Source: STEVE LADURANTAYE — REAL ESTATE REPORTER
From Thursday's Globe and Mail
Published Thursday, Mar. 10, 2011

Thursday, March 03, 2011

Housing sales this year to come in 15 per cent lower than 2007 peak: Scotiabank

Canadian real estate sales this year are expected to come in about 15 per cent below their peak in 2007 but will hover close to the 10-year average, according to a home sales report from Scotiabank.

The bank's Global Real Estate Trend report released Tuesday said the housing market should remain relatively balanced between both buyers and sellers throughout the year.

Momentum will be strongest in the first half of the year as anticipated higher interest rates and tighter mortgage lending rules contribute to softening later in the year, said Scotiabank senior economist Adrienne Warren.

"Market conditions are expected to remain fairly balanced, favouring sellers to some degree in the spring, and buyers by the fall. This, in turn, suggests relatively steady prices, but with more downside risk later in the year," said Warren.

The broad economic factors supporting housing demand — historically low interest rates and steady employment growth —remain in place for further gains. However, sales will edge down this year and into 2012 as demand modifies following the record-breaking housing boom of the past decade.

"Ownership rates are now reaching both a cyclical and structural peak, given inevitably higher borrowing costs, more moderate medium-term growth prospects and more restrictive mortgage product offerings," she said.

One of the major changes beginning this month is a shortening of the maximum amortization period from 35 years to 30 years — adding about $100 per month to the average mortgage payment.

That could have the effect of pricing some first-time buyers out of the market, or at least forcing then to opt for a less expensive home, Warren said.

"Coming on the heels of earlier mortgage-tightening measures implemented in October 2008 and April 2010, this latest round of regulatory changes will have at least some dampening impact on credit demand, home sales and prices," she wrote in the report.

This year's market is expected to follow a similar pattern to the housing activity seen last year.

A powerful driver of economic recovery, the real estate market kicked off last year on a tear as buyers rushed into the market in advance of higher interest rates, new mortgage rules and a new harmonized tax regime in two provinces.

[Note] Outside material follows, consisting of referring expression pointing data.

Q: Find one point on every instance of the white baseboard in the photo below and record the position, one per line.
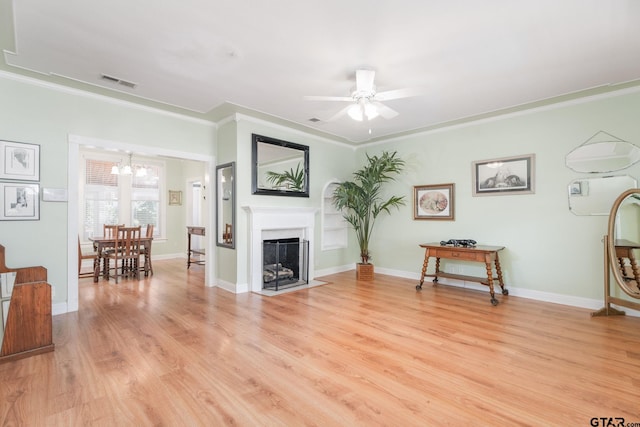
(515, 291)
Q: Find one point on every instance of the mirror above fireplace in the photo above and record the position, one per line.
(279, 168)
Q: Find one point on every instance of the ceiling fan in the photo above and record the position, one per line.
(366, 102)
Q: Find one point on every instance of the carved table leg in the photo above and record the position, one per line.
(96, 268)
(499, 271)
(494, 301)
(425, 263)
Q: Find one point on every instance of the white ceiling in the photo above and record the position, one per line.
(466, 57)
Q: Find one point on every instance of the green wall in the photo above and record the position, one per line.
(47, 115)
(549, 250)
(550, 253)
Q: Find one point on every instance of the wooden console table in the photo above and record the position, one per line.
(486, 254)
(191, 252)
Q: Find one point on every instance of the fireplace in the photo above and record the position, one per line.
(285, 263)
(278, 223)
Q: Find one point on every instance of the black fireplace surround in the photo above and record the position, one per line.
(285, 263)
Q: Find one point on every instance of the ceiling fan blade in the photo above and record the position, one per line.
(328, 98)
(396, 94)
(384, 111)
(364, 80)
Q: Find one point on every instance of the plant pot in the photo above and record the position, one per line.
(364, 272)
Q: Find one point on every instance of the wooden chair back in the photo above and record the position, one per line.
(127, 241)
(126, 253)
(110, 229)
(82, 256)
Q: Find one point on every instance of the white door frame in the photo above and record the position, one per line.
(75, 142)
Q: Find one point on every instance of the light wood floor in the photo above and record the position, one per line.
(168, 351)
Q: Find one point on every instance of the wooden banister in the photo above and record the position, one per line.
(28, 330)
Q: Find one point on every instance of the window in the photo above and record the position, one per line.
(106, 198)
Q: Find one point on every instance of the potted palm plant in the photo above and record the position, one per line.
(362, 200)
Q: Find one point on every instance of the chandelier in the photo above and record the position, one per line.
(128, 169)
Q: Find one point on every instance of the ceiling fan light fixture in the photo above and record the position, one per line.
(355, 112)
(370, 111)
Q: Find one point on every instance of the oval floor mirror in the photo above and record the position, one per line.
(622, 249)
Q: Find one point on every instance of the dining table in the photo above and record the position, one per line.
(100, 244)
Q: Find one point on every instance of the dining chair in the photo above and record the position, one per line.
(126, 253)
(109, 230)
(82, 256)
(147, 267)
(226, 236)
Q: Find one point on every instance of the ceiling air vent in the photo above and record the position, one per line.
(117, 81)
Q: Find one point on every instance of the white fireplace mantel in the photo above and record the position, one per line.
(299, 220)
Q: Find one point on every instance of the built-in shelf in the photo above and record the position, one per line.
(334, 227)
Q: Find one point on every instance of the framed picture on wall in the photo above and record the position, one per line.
(433, 201)
(507, 175)
(19, 201)
(175, 198)
(19, 161)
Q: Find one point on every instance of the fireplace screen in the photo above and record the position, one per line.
(285, 263)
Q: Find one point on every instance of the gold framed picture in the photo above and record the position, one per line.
(175, 198)
(433, 202)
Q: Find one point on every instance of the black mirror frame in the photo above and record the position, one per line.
(219, 198)
(255, 139)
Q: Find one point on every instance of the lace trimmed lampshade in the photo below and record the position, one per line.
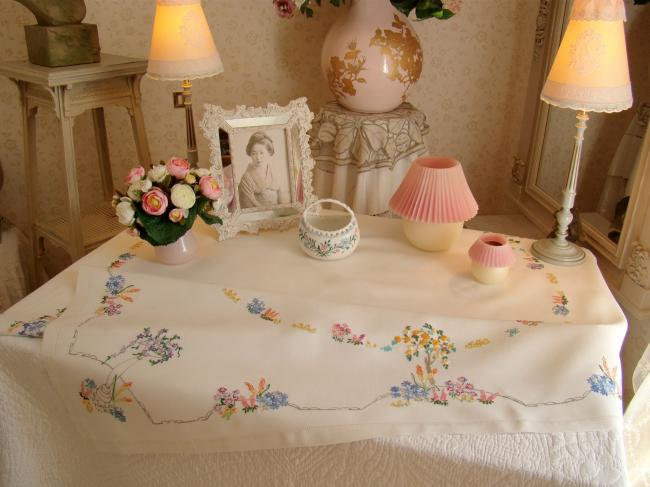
(589, 74)
(434, 200)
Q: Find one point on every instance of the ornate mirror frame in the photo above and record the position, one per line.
(524, 190)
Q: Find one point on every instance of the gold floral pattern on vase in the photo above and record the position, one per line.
(404, 51)
(342, 74)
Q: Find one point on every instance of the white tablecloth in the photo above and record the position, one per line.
(38, 443)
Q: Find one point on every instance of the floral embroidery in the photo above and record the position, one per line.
(511, 332)
(560, 304)
(327, 248)
(529, 322)
(481, 342)
(260, 398)
(34, 328)
(605, 383)
(257, 307)
(232, 295)
(305, 327)
(105, 398)
(341, 332)
(552, 278)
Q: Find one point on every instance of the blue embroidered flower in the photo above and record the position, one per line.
(118, 414)
(115, 284)
(560, 309)
(256, 306)
(602, 384)
(408, 391)
(274, 400)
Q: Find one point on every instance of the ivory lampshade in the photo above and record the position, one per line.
(590, 71)
(434, 200)
(182, 47)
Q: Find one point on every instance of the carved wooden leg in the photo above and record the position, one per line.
(103, 154)
(29, 148)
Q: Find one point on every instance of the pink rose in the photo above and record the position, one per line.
(178, 214)
(285, 8)
(177, 167)
(135, 174)
(210, 187)
(155, 201)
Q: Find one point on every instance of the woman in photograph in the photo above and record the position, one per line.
(258, 187)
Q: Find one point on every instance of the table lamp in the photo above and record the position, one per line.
(589, 74)
(182, 49)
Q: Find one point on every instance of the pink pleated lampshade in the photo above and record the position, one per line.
(492, 250)
(434, 191)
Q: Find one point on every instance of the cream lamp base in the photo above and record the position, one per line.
(489, 275)
(432, 237)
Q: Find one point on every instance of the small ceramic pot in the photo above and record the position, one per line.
(492, 258)
(328, 236)
(179, 252)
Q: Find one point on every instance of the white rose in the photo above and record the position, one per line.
(125, 213)
(183, 196)
(136, 190)
(157, 173)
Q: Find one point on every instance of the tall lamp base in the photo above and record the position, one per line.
(550, 251)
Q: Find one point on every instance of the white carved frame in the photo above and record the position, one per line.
(296, 114)
(538, 205)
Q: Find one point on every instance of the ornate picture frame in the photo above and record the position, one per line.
(261, 158)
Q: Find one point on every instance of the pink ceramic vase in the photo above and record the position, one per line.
(179, 252)
(371, 57)
(434, 200)
(491, 258)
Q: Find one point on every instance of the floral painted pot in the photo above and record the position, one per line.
(179, 252)
(371, 57)
(328, 236)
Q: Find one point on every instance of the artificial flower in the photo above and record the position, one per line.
(209, 187)
(125, 212)
(134, 175)
(138, 188)
(285, 8)
(183, 196)
(177, 215)
(154, 201)
(157, 173)
(177, 167)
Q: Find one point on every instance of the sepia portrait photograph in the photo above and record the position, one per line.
(261, 167)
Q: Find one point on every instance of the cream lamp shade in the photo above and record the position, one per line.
(590, 71)
(182, 47)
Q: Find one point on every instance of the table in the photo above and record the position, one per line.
(34, 425)
(361, 158)
(69, 91)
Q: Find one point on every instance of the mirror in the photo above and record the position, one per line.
(611, 155)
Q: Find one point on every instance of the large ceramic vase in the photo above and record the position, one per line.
(371, 57)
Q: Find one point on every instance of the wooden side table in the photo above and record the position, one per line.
(69, 91)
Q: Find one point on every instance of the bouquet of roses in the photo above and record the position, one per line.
(160, 205)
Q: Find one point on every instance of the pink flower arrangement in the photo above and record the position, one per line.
(161, 204)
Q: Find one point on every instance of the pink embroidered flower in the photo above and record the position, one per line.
(177, 215)
(135, 174)
(155, 201)
(285, 8)
(178, 167)
(210, 187)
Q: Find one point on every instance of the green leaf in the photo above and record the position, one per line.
(160, 230)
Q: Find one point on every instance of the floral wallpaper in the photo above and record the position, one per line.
(472, 89)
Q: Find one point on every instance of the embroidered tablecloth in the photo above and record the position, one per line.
(384, 272)
(361, 158)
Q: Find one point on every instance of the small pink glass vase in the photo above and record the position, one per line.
(492, 258)
(434, 201)
(179, 252)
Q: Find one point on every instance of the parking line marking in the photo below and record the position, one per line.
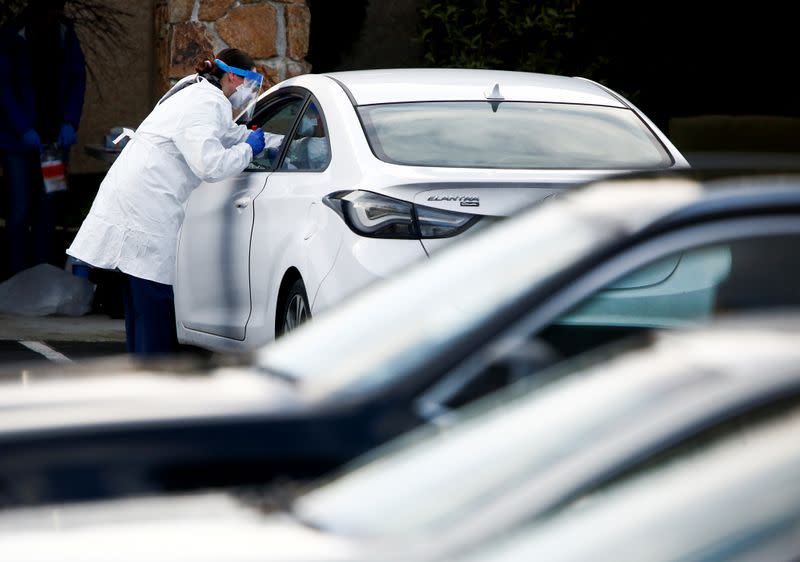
(47, 351)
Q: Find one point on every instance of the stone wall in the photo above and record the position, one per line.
(274, 32)
(120, 90)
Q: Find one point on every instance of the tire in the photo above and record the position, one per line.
(294, 309)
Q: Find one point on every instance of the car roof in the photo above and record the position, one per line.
(456, 84)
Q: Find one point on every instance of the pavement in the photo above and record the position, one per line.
(87, 328)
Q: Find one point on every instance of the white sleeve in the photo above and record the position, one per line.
(272, 140)
(198, 138)
(235, 135)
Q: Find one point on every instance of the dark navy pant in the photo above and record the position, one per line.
(149, 317)
(28, 206)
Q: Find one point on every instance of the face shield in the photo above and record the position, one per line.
(243, 99)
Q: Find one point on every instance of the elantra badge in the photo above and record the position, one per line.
(463, 200)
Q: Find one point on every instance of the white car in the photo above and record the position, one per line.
(381, 168)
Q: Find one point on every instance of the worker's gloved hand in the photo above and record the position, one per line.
(67, 135)
(273, 152)
(256, 141)
(30, 139)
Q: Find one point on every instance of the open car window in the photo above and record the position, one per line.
(309, 148)
(276, 119)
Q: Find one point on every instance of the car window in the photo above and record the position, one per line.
(276, 119)
(511, 135)
(309, 149)
(682, 289)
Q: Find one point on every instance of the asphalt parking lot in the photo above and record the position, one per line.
(59, 339)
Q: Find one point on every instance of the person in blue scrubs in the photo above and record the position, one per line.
(41, 100)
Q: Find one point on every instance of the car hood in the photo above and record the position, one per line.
(120, 392)
(199, 527)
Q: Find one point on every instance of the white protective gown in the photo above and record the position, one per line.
(135, 218)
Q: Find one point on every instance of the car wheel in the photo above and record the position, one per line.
(295, 309)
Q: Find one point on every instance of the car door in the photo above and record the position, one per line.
(213, 265)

But sales moderated in the second half of the year as a string of modest interest rate hikes, along with the new rules and sales tax took their toll on demand.

The Bank of Canada announced Tuesday it will stick with its ultra-low interest rate policy of one per cent for now, but most economists suggest it will have to raise rates soon in order to ward off inflation.

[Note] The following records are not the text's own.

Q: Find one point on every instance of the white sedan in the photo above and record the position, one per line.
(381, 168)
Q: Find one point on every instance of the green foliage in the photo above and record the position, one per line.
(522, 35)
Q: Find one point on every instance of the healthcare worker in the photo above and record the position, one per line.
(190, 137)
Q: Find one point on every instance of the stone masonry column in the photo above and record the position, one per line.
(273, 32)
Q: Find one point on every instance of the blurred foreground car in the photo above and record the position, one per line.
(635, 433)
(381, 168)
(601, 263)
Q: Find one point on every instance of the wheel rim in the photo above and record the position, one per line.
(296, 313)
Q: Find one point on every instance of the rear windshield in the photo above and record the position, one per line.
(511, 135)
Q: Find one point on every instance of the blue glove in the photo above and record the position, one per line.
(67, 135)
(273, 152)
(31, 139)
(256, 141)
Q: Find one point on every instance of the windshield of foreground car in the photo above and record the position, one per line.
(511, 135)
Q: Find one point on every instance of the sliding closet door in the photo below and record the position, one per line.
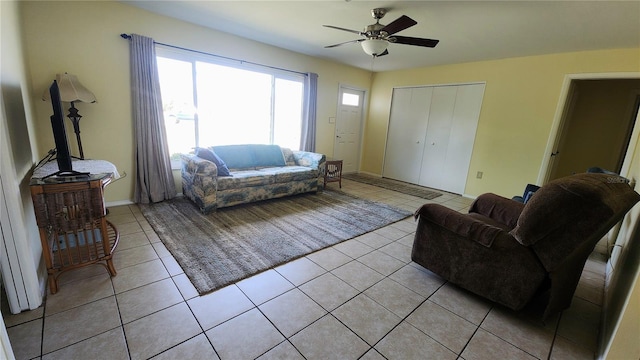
(439, 128)
(407, 129)
(464, 126)
(453, 121)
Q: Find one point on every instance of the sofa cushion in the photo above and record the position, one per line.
(267, 155)
(236, 156)
(286, 174)
(244, 179)
(210, 155)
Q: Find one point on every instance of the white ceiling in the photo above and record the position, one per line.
(467, 30)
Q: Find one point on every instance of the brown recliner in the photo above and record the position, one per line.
(516, 254)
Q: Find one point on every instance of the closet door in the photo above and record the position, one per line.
(438, 135)
(405, 137)
(453, 121)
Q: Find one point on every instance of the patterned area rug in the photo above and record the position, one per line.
(395, 185)
(234, 243)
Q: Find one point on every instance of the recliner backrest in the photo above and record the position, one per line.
(567, 212)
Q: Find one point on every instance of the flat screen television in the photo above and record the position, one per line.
(63, 155)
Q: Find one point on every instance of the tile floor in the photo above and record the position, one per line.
(361, 299)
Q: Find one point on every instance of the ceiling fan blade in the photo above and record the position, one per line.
(343, 29)
(399, 24)
(385, 52)
(346, 42)
(413, 41)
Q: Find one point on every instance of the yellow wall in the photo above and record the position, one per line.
(82, 38)
(518, 109)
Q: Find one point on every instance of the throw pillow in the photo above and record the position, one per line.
(210, 155)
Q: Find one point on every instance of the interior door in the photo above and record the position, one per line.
(438, 134)
(406, 135)
(348, 125)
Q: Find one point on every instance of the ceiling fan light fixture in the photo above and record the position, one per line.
(374, 47)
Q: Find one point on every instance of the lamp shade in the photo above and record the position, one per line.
(374, 47)
(71, 90)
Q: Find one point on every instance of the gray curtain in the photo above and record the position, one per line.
(309, 106)
(154, 179)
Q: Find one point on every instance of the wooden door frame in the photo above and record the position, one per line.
(561, 117)
(363, 115)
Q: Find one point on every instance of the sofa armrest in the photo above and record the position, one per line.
(460, 225)
(309, 159)
(199, 181)
(498, 208)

Any increase would raise variable mortgage rates and any other loans tied to banks' prime rates.

Warren warns that rising mortgage rates, combined with low household incomes and high home prices will strain affordability and further reduce sales.

The report suggests that the number of unsold new homes is higher than average after builders raced to catch up to demand amid the post-recession boom.

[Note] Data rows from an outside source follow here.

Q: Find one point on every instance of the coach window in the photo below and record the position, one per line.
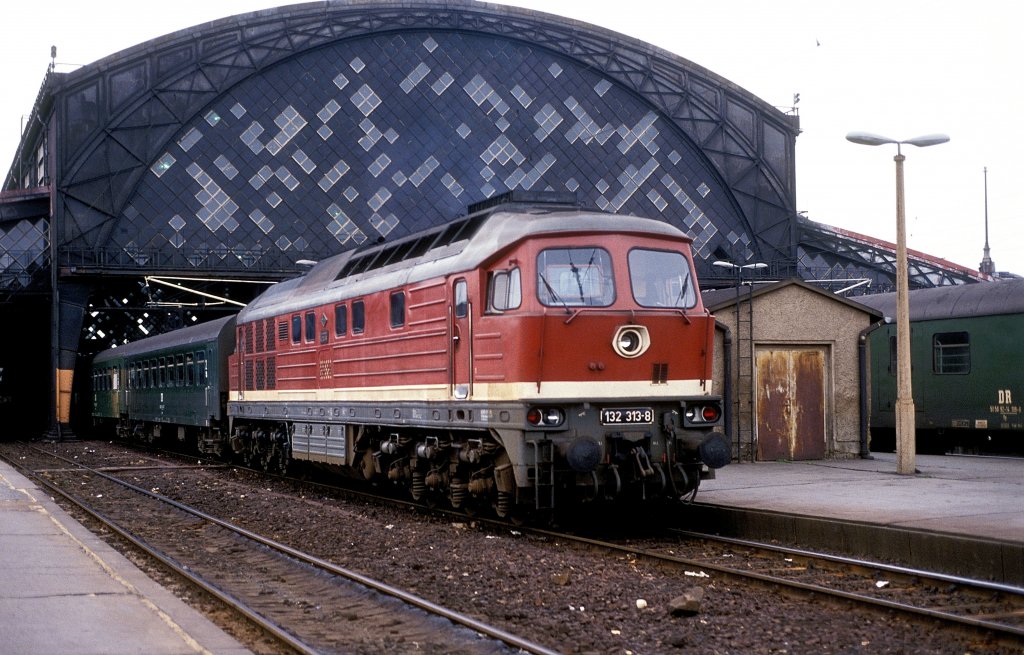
(310, 325)
(574, 277)
(504, 291)
(951, 353)
(397, 309)
(340, 320)
(358, 317)
(201, 364)
(461, 299)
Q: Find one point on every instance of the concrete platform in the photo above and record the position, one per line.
(961, 515)
(64, 591)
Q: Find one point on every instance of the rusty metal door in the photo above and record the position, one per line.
(791, 404)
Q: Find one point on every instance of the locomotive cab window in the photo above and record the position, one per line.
(574, 277)
(660, 278)
(340, 320)
(504, 291)
(951, 353)
(358, 317)
(310, 325)
(397, 309)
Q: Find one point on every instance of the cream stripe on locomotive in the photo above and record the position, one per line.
(527, 391)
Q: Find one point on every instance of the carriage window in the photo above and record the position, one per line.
(397, 309)
(574, 277)
(358, 317)
(310, 325)
(951, 353)
(660, 278)
(201, 364)
(505, 291)
(340, 320)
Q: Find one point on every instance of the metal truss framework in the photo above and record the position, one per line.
(117, 118)
(828, 253)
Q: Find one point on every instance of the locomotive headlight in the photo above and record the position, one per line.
(705, 413)
(545, 417)
(631, 341)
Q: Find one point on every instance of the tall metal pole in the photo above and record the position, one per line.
(905, 420)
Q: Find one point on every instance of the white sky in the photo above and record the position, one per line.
(897, 68)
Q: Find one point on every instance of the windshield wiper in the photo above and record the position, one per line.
(554, 296)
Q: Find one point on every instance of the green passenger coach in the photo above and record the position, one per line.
(968, 367)
(167, 382)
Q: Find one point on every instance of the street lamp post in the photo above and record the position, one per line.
(905, 420)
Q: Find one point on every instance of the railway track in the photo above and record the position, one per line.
(304, 603)
(539, 580)
(971, 603)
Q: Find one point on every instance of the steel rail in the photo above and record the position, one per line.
(411, 599)
(803, 586)
(252, 615)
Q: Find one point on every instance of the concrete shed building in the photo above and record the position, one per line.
(786, 358)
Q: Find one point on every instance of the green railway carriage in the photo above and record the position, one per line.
(968, 366)
(177, 381)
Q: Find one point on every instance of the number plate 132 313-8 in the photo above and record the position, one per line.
(627, 416)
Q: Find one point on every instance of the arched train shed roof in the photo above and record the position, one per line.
(298, 132)
(981, 299)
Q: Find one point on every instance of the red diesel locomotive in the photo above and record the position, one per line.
(515, 358)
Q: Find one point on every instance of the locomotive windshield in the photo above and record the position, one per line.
(660, 278)
(574, 277)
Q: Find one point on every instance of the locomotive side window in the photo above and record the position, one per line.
(340, 320)
(310, 325)
(461, 299)
(574, 276)
(504, 291)
(660, 278)
(951, 353)
(397, 309)
(358, 317)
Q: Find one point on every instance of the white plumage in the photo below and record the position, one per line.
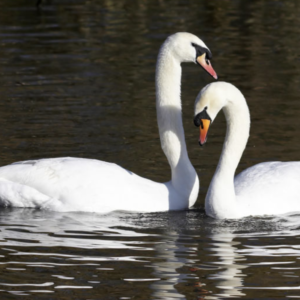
(77, 184)
(268, 188)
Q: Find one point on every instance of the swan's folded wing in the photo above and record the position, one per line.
(18, 195)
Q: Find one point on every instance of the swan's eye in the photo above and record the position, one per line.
(201, 124)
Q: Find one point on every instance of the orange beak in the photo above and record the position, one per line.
(206, 65)
(205, 123)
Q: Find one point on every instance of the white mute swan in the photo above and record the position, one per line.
(268, 188)
(77, 184)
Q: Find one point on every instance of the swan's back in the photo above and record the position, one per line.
(79, 184)
(269, 188)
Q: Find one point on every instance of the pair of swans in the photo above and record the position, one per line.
(77, 184)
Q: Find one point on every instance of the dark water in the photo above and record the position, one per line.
(77, 79)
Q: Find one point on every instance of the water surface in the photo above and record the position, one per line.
(77, 79)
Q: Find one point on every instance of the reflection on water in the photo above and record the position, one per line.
(179, 255)
(77, 79)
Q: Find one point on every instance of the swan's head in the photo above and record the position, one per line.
(211, 99)
(187, 47)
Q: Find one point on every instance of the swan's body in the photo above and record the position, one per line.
(269, 188)
(76, 184)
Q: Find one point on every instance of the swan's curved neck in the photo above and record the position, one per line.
(221, 198)
(169, 118)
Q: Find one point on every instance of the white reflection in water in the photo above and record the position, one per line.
(230, 251)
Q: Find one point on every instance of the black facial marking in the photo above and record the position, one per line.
(201, 50)
(202, 115)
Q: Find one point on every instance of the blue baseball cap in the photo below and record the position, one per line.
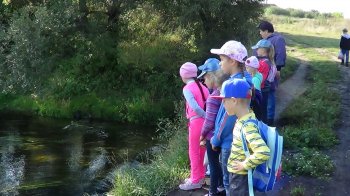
(236, 88)
(263, 43)
(211, 64)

"Combined with more muted sales expectations and potentially some slowing in household formation rates, this points to a lower level of sustainable starts over the next few years," it said.

Canada Mortgage and Housing Corp. predicted last month that between 157,000 and 192,000 new housing units will be built this year, with the number remaining virtually the same in 2012.

In its first-quarter housing market outlook, released Thursday, it said economic growth and lower unemployment will prop up the need for new homes.

Housing sale data from February won't be released until mid-March, but the Canadian Real Estate Association projected activity in the resale market likely picked last month in advance of the new mortgage rules coming into effect March 18.

About 42,379 homes were sold on CREA's Multiple Listing Services in January across the country, up 4.5 per cent from the 40,558 sold in December.